MySQL: It is as of now owned and maintained by Oracle Corporation. It can be installed from the source code itself, manually.
It is also available for cloud, SaaS and Web applications and can run on different platforms including Linux, MacOS and Windows. One major advantage of MySQL is that it is in the industry for a long time and hence it has a stronger community.
MongoDB: It is as of now owned and maintained by MongoDB Inc.

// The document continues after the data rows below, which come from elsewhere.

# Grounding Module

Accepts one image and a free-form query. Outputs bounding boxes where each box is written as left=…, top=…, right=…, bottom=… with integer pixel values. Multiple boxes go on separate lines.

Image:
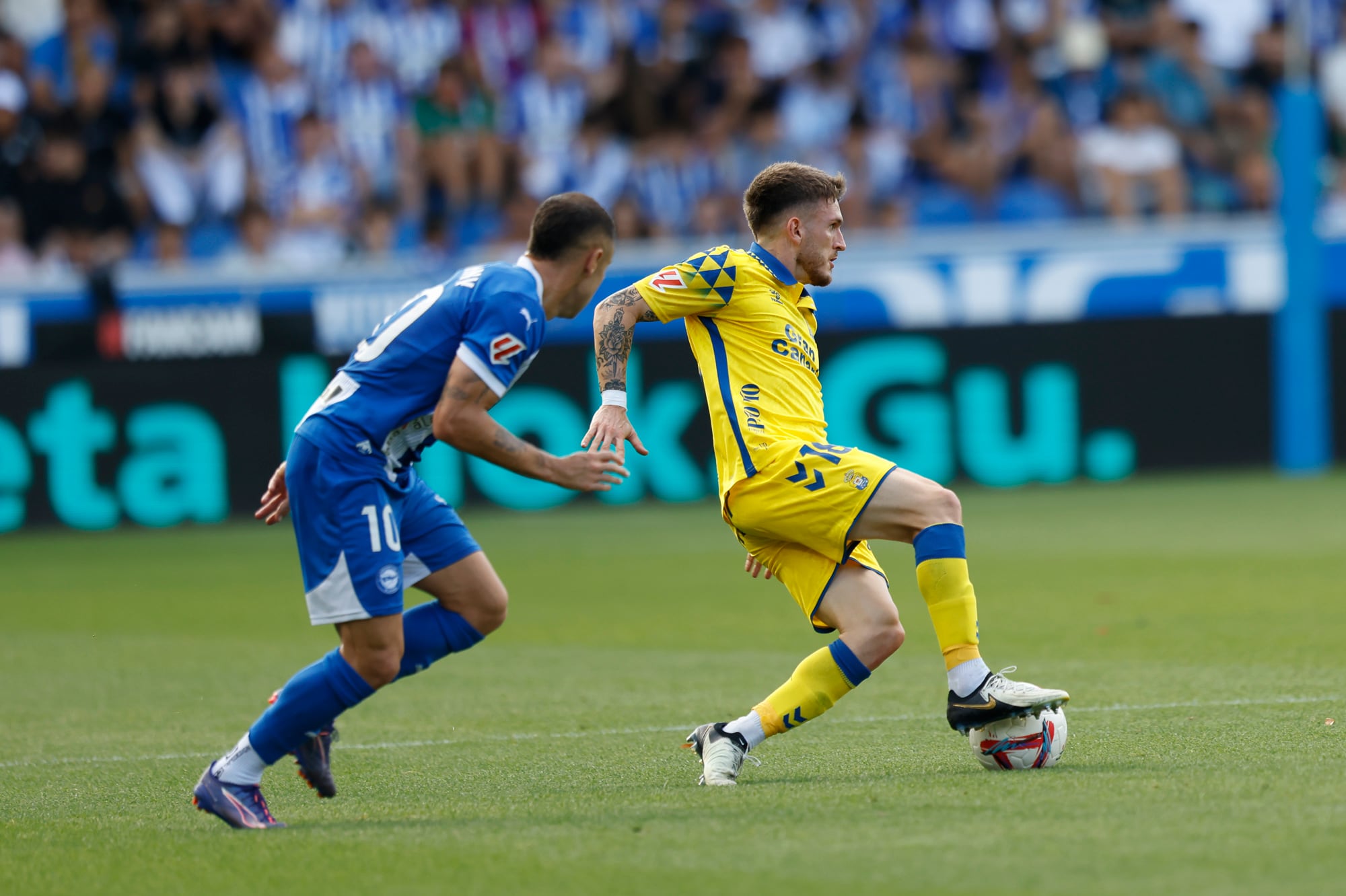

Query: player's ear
left=584, top=246, right=607, bottom=273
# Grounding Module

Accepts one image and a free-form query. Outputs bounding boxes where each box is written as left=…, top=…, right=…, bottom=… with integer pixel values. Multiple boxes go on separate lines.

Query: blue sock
left=248, top=650, right=374, bottom=766
left=394, top=600, right=482, bottom=681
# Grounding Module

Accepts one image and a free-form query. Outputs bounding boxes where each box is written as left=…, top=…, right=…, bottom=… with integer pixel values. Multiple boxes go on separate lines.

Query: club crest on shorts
left=378, top=564, right=402, bottom=595
left=491, top=332, right=524, bottom=365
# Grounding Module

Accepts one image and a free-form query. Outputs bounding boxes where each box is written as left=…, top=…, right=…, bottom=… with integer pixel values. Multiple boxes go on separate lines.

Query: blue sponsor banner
left=0, top=221, right=1346, bottom=354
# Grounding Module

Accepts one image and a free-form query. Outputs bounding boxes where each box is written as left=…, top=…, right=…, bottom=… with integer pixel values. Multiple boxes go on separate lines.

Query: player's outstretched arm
left=431, top=358, right=630, bottom=491
left=253, top=460, right=289, bottom=526
left=580, top=285, right=658, bottom=461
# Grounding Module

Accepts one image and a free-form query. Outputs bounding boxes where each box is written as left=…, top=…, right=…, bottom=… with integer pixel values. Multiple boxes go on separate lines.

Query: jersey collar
left=514, top=256, right=542, bottom=301
left=748, top=242, right=800, bottom=287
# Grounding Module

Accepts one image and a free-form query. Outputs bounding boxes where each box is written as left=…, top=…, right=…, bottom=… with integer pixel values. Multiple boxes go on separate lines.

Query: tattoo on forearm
left=594, top=287, right=643, bottom=391
left=491, top=424, right=528, bottom=455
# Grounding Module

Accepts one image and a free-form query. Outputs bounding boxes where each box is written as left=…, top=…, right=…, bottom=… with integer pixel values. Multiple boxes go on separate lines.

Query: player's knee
left=351, top=647, right=402, bottom=689
left=472, top=585, right=509, bottom=635
left=872, top=615, right=907, bottom=659
left=922, top=487, right=962, bottom=526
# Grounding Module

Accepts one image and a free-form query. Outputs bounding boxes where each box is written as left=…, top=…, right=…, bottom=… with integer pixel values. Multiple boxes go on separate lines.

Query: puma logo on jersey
left=491, top=332, right=525, bottom=365
left=650, top=268, right=682, bottom=292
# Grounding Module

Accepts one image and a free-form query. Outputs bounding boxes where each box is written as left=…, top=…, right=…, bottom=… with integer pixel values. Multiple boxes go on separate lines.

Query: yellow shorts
left=724, top=441, right=896, bottom=632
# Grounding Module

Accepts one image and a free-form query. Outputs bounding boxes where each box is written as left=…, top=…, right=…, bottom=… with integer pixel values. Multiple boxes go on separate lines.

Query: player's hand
left=253, top=461, right=289, bottom=526
left=743, top=554, right=771, bottom=580
left=553, top=449, right=631, bottom=491
left=580, top=405, right=650, bottom=464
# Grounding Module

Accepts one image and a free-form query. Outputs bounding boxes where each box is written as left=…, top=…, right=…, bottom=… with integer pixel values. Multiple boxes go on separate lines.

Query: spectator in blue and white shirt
left=631, top=128, right=716, bottom=237
left=506, top=38, right=587, bottom=199
left=272, top=113, right=357, bottom=266
left=276, top=0, right=377, bottom=94
left=369, top=0, right=463, bottom=96
left=238, top=43, right=314, bottom=204
left=330, top=40, right=415, bottom=196
left=28, top=0, right=117, bottom=114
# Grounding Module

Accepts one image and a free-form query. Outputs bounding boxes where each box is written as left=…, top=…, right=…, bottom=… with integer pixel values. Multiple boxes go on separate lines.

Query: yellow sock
left=913, top=523, right=981, bottom=669
left=752, top=638, right=870, bottom=737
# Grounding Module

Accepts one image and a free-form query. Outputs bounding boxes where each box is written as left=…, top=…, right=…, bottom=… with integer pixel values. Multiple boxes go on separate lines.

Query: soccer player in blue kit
left=192, top=192, right=627, bottom=827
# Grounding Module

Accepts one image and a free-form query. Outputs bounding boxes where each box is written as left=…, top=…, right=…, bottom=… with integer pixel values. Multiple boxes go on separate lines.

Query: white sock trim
left=949, top=657, right=991, bottom=697
left=724, top=709, right=766, bottom=749
left=214, top=735, right=267, bottom=784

It is incredibly simple to deploy MongoDB. It is available for Cloud, SaaS and Web applications and can run on numerous platforms including Linux, MacOS and Windows.
Also, MongoDB has been seen to attract developers with its perfect and simple working along with its helping and collaborative community.
To conclude the above discussion, all we can say is – MySQL and MongoDB – both have their own pros and cons. And, to find out which one is best for you, you need to take into consideration your business goals and project requirements. Let’s see which one is suitable in which condition.
With this, we have now investigated everything that is required to get you at a position where you can choose which database would be better for your business. MySQL is generally used for its management ease and flexibility. Its proper data handling techniques can assist you to address various concerns.
However, if your data is perplexing and unstructured, or if you can’t define your schema ahead of time, you can go with MongoDB. Additionally, if you need to store a large volume of data, MongoDB should be your preferred choice.
If you still need assistance, you can connect with our experts right here.